Cities of the Future

How the South Can Grow with Grace

Words by Ashley Locke
Illustration by Liz Anderson

The winds are changing. Los Angeles and New York City have been losing residents year after year, while cities such as Atlanta and Nashville are growing faster than ever before. The modern South is a place where people want to live.

There’s an appeal to southern cities—you get all the amenities you expect from an urban area but with a lower cost of living than you’d find on the coasts. Homes are more affordable, yards are common, and jobs are plentiful. The tech, healthcare, and movie industries are thriving. The South is also a cultural hub for artists, musicians, and creatives. Whatever you’re looking for, you can find it.

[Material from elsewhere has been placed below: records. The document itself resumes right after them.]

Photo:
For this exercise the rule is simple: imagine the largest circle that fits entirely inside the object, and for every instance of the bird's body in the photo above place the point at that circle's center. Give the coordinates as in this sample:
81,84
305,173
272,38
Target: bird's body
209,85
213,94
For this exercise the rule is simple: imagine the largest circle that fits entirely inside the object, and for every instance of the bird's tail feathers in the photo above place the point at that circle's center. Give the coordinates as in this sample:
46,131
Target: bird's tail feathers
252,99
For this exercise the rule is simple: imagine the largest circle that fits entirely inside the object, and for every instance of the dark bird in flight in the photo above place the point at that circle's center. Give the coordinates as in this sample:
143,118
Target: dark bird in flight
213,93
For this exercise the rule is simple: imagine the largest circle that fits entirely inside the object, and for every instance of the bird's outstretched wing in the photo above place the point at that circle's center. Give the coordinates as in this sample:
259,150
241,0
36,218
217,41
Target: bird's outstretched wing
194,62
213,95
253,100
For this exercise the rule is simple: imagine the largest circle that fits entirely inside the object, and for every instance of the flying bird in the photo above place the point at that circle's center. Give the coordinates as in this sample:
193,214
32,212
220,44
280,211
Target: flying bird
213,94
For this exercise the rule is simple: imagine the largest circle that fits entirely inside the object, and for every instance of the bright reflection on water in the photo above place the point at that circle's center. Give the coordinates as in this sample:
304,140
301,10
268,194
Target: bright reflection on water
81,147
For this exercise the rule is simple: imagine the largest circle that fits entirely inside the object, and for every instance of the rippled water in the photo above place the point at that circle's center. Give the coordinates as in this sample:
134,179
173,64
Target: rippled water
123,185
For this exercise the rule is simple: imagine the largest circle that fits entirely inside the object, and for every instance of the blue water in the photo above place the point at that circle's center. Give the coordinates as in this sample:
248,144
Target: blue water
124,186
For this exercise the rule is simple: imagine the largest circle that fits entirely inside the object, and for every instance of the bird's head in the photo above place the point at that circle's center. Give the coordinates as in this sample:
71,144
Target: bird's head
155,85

Though the South is welcoming transplants with open arms, a quickly growing population creates some challenges. Gentrification, rising costs, and increased traffic are concerns for every urban area, but there are solutions. With responsible growth, the South’s cities will only continue to grow their appeal. We chatted with a few industry experts about how we should think about the southern cities of the future.

Mark Deutschmann, Urban Land Institute Nashville District Council Chair

  • On Community: It’s important to build planned communities. You pull different pieces together to make the housing more attractive, like greenways and markets. Creating neighborhood commercial districts helps connect members of the community, and it provides people the things that are important to them—like grocery stores, shops, and restaurants—at a close range. 
  • On Zoning: Zoning and transit need to go hand in hand. It’s difficult to build a bunch of housing and go back and build transit stops later—if you’re creating density and affordability, you have to think about transit on the front end. Build in walkability and bikeability from the get-go. Cities should be the healthiest places for people to live, but you have to build in multimodal transportation to help make that happen. 
  • On Housing: Not everyone can afford a house right now, but there are creative affordable housing solutions. For example, Nesterly—it’s a platform that connects students or singles with seniors who want to age in place. The student or single gets a nice place to live for a low cost, and the senior gets in-home care and companionship. Allowing for zoning that permits for cottages to be built in your backyard can create the same dynamic. Several cultures have intergenerational housing, and it’s very beneficial for communities. 
  • On Sustainability: It should be a little more difficult to tear down houses. Too many projects involve tearing down an existing building and creating something completely new. In Vancouver, if you tear down a house over 75 years old, you have to reuse 80 percent of the materials. The rule slows down projects and uses less energy, which is better for the environment. 

Learn more from Mark by ordering his book, “One Mile Radius,” from Amazon or Barnes & Noble. 

Eric Jaffe, Sidewalk Labs Editorial Director

  • On Traffic: There’s no simple solution to solving traffic problems, or cities would have found it already. The most successful cities use a combination of technology, policy, and public investment to reduce traffic. These approaches include expanding public transportation, designing streets that are friendly to bicycles and pedestrians, implementing congestion pricing plans, and encouraging mixed-use development so homes, jobs, and shops can all be near each other and don’t require a car trip to reach.
  • On Going Green: Dense mixed-use development around public transportation is the best foundation for a greener city. Many cities are focusing on reducing the climate impact of transportation through things like encouraging more walking or cycling, expanding public transit, and providing incentives for electric vehicles.
  • On Housing: Dense cities are the best hope we have for reaching the ambitious climate goals needed to protect the planet. That’s because people in cities emit significantly less carbon per capita than people living in more remote settings. And, generally speaking, the denser the city, the lower the per capita emissions. So building more multi-family housing is critical for the environment. It also has benefits for affordability, job opportunity, local business vitality, social equity, and social cohesion.
  • On Gentrification: New development and economic growth is critical to the survival of cities, but it can’t come at the cost of displacing existing tenants or uprooting long-standing communities. Government has the leading role to play in terms of creating equitable zoning rules and providing sufficient amounts of affordable housing across the city. One way the private sector can support public objectives for inclusive growth is by using innovation to reduce the cost of construction, which creates value that cities can use to create more housing options for people of all incomes.